Samosa caucus

Indian-American candidates have made their mark in the US election but need to consolidate going forward

In the 60s, Indian immigrants to the US had to face discrimination and have racist slurs like “brownie” thrown at them. Fast forward to 2020 and Indian-origin Americans have become an influential community. They own a third of all Silicon Valley start-ups and two per cent of the Fortune 500 companies of American origin. Their talent pool and skill set have meant that large corporations like Microsoft, Alphabet, Adobe, IBM and MasterCard are led by Indian-American CEOs. That is not to say that they don’t face racism anymore but as more of them have entered the political arena to make their relevance felt, and done well, they do have a voice now. To the extent that both the Democrat and the Republican campaigns had initiated several diversity measures to woo the approximately 1.8 million members of the community who have emerged as a critical voting bloc in the battleground States of Florida, Georgia, Michigan, North Carolina, Pennsylvania and Texas. And to their credit, the Indian-American candidates have made their mark in this presidential election. Not only is part-Indian origin Democrat Kamala Harris waiting to become the Vice-President, four of five Democratic lawmakers, who make up the so-called “Samosa Caucus”, have trounced their Republican rivals. Raja Krishnamoorthi, Pramila Jayapal, Roh Khanna and Ami Bera have been re-elected to the House of Representatives. However, Rikin Mehta and Sara Gideon have lost their Senate race from New Jersey and Maine. But  with record participation by Indian-Americans, 2020 has been a starting point for empowerment.

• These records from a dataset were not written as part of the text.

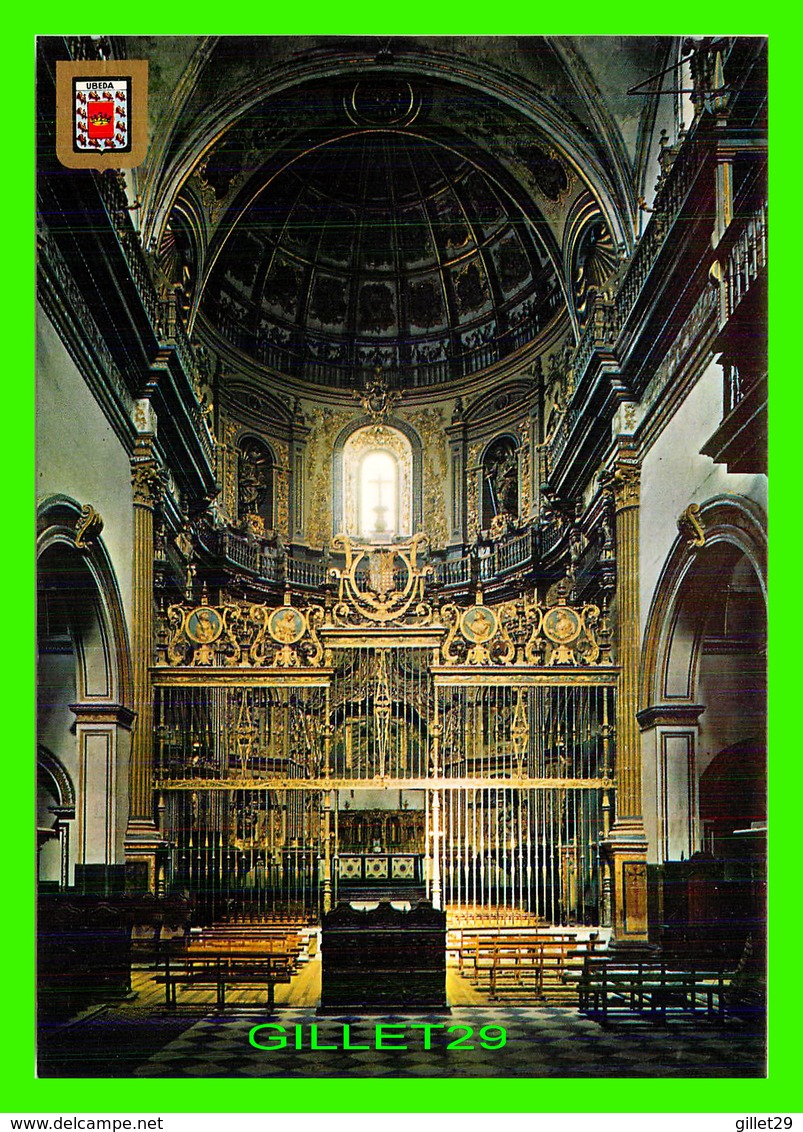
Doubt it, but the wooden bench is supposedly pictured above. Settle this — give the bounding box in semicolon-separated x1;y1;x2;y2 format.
154;947;296;1010
578;955;729;1022
454;929;599;998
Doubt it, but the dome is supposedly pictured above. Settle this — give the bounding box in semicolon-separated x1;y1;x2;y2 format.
200;129;564;387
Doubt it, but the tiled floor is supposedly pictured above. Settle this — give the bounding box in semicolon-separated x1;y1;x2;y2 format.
40;964;764;1078
135;1006;763;1078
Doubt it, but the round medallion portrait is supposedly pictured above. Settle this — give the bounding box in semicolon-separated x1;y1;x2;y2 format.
544;606;580;644
185;606;223;644
460;606;496;644
267;606;307;644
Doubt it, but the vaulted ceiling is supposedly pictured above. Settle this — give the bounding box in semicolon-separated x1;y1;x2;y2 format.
122;36;677;386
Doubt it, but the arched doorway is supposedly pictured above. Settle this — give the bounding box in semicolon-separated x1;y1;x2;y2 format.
639;497;767;945
37;497;134;889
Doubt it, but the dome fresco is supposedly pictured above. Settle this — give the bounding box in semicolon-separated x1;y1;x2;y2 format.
200;129;564;387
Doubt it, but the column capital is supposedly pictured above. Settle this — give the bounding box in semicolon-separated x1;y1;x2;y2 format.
599;460;641;512
131;453;164;511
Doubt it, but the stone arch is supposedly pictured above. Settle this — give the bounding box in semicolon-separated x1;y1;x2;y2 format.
332;414;424;534
37;496;135;887
639;496;767;861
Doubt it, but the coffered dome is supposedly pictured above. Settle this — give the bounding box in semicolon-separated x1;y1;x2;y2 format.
200;129;564;387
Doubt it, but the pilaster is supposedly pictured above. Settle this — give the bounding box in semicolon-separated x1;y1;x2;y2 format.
604;458;648;946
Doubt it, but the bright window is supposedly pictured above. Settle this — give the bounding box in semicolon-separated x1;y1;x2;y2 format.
359;449;399;539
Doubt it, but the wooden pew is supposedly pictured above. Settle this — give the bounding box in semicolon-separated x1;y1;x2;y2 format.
454;928;599;998
154;947;296;1010
578;955;731;1022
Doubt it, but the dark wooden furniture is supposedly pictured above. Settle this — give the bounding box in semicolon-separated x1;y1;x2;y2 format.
321;902;446;1010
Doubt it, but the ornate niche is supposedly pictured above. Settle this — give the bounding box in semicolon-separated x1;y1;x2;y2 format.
237;436;275;535
480;436;519;531
335;421;420;542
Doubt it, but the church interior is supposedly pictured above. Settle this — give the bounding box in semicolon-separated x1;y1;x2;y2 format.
36;36;768;1078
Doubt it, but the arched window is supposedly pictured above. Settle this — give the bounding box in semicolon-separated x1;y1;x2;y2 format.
359;448;399;539
335;425;413;542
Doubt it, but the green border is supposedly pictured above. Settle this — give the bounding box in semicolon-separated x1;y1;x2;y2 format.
14;11;803;1114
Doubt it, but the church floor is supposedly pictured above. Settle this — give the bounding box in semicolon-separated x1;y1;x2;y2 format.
40;962;764;1078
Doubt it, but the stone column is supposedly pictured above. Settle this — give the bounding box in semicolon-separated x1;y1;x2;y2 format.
604;460;647;947
429;706;443;910
126;436;163;891
323;687;336;912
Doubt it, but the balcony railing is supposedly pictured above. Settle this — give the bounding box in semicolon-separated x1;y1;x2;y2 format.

Even as we celebrate the victories of Indian-origin politicians in the US, it is high time we realise that most of them do not even relate to the country of their ancestors’ origin. Being second or even third-generation US citizens, their focus is on the country they are living in and what good they can do for themselves and their constituencies. Plus, the main contours of the foreign policy of the Biden-Harris administration, should it come to power, vis-a-vis India are expected to be similar as the US believes in strategic continuity of interests it holds dear. Of course, Harris favours a more immigrant-friendly approach, So, having someone with pro-immigrant values in the White House is bound to benefit Indians in some way, even though it will be as beneficial for China. Whoever gets the verdict, this balancing will have to be done if the US wants India as its bulwark in the East.